Naturally, a lot of attention went to how to create the right culture and who could help. Make the intrapreneur aware that he/she is not alone. Intrapreneurs can be best friends with entrepreneurs. If you are a troublemaker, you need friends: a network to learn and to help. A sponsor internally is key, but you can also find assistance and reflection on what you are doing outside the company. Therefore, several mentorship programs and the League of Intrapreneurship were present to tell their story. They emphasize the value of shared experience and the stories of those that walked the walk.
But first, back to basic. The right questions to be very aware of the environment and understand it. Understanding and listening to needs, benefits and the feasibility of offering a solution. The driving principle of the intrapreneur is continuously being curious: Why? Why? Why? Afterwards, it is time for some more in-depth reflection questions:
- What is it that gets the other person interested in my idea?
- Are you bending a rule? What is the change? What if…?
- What do you want to see in a product? Why and how is it offering an added value?
- What keeps your energy up? Why do you believe in it?
Mind that questions should not be a one way approach. Conversations are needed to really define the problem, generate engagement and be clear on the benefit. A lot can be won by how the situation is framed and looking past the product (understand what is behind the product, the added value) . For example: framing car manufacturing into business of mobility. Framing a book into opening a new world of experience and access to knowledge.
A nice example on bending the rule was given by Noam Wekser by using the innovation templates from Goldenberg and Mazursky , e.g. on attribute dependency. This tool challenges with the set internal and external variables of a product by thinking of other benefits and to see if there already exists a dependency. If not? This might just be your new business line.

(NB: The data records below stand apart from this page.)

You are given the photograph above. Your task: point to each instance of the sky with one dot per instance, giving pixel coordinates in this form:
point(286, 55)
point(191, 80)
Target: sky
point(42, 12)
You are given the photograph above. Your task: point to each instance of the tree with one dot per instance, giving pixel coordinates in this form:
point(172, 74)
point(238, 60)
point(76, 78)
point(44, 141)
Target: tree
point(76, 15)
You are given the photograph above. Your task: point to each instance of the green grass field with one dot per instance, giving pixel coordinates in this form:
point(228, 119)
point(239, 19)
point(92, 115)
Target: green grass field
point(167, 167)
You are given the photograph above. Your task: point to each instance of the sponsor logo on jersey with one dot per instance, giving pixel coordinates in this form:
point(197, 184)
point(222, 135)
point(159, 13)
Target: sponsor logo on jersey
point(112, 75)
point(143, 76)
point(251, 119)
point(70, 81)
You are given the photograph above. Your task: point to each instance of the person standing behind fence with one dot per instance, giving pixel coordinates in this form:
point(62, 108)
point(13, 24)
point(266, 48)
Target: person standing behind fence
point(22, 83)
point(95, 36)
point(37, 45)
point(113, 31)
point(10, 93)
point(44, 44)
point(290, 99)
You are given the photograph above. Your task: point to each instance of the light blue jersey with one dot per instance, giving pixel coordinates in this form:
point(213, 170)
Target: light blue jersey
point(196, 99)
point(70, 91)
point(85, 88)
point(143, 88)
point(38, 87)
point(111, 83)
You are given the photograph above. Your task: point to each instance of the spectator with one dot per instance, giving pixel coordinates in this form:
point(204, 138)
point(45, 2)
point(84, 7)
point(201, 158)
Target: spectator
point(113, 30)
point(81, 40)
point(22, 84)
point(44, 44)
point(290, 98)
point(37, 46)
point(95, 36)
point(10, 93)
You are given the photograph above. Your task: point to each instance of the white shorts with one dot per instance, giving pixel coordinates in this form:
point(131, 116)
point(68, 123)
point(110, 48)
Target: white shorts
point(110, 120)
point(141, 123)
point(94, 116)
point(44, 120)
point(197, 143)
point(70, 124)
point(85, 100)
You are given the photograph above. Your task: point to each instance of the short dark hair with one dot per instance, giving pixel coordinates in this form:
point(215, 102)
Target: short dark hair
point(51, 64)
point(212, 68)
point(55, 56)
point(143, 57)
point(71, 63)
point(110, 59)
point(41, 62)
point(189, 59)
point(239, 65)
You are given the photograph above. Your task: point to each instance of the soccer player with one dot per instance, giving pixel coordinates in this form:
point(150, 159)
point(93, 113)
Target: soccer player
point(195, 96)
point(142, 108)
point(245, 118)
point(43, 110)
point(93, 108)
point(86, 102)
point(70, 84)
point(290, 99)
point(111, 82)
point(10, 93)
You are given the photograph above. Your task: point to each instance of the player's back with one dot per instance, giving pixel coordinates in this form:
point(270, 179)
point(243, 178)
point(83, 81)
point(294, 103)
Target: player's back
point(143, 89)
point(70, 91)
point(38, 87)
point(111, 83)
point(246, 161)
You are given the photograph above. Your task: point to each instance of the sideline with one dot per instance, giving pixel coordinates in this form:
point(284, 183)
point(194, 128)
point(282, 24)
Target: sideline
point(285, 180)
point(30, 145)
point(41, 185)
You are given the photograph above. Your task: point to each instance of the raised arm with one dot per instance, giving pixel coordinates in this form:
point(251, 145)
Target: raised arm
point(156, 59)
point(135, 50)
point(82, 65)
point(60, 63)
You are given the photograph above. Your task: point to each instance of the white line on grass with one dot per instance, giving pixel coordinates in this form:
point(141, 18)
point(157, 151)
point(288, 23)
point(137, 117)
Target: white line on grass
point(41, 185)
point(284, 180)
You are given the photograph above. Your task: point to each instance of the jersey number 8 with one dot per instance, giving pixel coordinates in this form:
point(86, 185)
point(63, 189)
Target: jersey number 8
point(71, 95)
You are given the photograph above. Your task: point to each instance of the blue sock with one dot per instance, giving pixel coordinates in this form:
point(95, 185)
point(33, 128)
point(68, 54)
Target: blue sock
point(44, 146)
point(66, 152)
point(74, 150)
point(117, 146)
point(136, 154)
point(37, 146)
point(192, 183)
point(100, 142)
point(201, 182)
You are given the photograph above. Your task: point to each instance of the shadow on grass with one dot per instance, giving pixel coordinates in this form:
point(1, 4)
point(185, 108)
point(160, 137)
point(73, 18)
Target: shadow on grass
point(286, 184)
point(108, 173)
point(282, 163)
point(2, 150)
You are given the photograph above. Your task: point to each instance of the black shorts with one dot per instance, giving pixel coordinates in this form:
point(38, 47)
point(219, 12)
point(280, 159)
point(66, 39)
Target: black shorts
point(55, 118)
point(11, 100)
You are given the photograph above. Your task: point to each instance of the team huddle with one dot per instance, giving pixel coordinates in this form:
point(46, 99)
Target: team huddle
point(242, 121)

Secondly, the approach of intrapreneurship is tightly linked to culture and behavior. Intrapreneurship is an organizational investment. It is a people’s business. This resulted in a lot of comments with regards to the role of HR. The common notion was: it’s time to move away from human resources to human assets. An effort should be made to recognize the added value of intrapreneurs and foster them. Important in this is to help the intrapreneur gain insight in its behavior, behavior of the team, behavior of the company and lastly the outside world.
So, what is your behavior? Or, in other words, what is your color? There are plenty of tools to ‘box’ people and define the assets they are best in, but also to be aware how you can approach someone best: whether it is with a birdseye view, a visualization or data. At the conference we tried this one, try it and see if it works for you. It’s just one of the tools that might be used. But take advantage of the available and enabling technology that is out there to enhance human asset insight and customer intelligence.
Now you know your color. Which behaviors are needed? According to Rob de Graaf (Philips), the 3 needed behaviors to make intrapreneurship successful are 1) take ownership, 2) resource to win and 3) team up to excel. I would like to add, be inspirational. Having a vision and being able to inspire others along is a huge asset. Especially, since you are an intrapreneur, which means having the big advantage of instant access to a large pool of internal people (your colleagues) to test, mobilize and make them a sponsor. But even more important, is having the right mindset. Many speakers referred to the following phrase: “An intrapreneur asks for forgiveness and not for permission.” Juan-Jose Juan (Vodafone) even added: “For an intrapreneur frustration is your breakfast.” Lastly, know when to stop. Or pivot. Important is to be able to assess the viability and constantly be clear: are we on the right track or did the track change along the way? It’s hard, but don’t be afraid to kill your darlings.
To conclude, intrapreneurship is about mobilization and human assets. Do you mobilize your environment?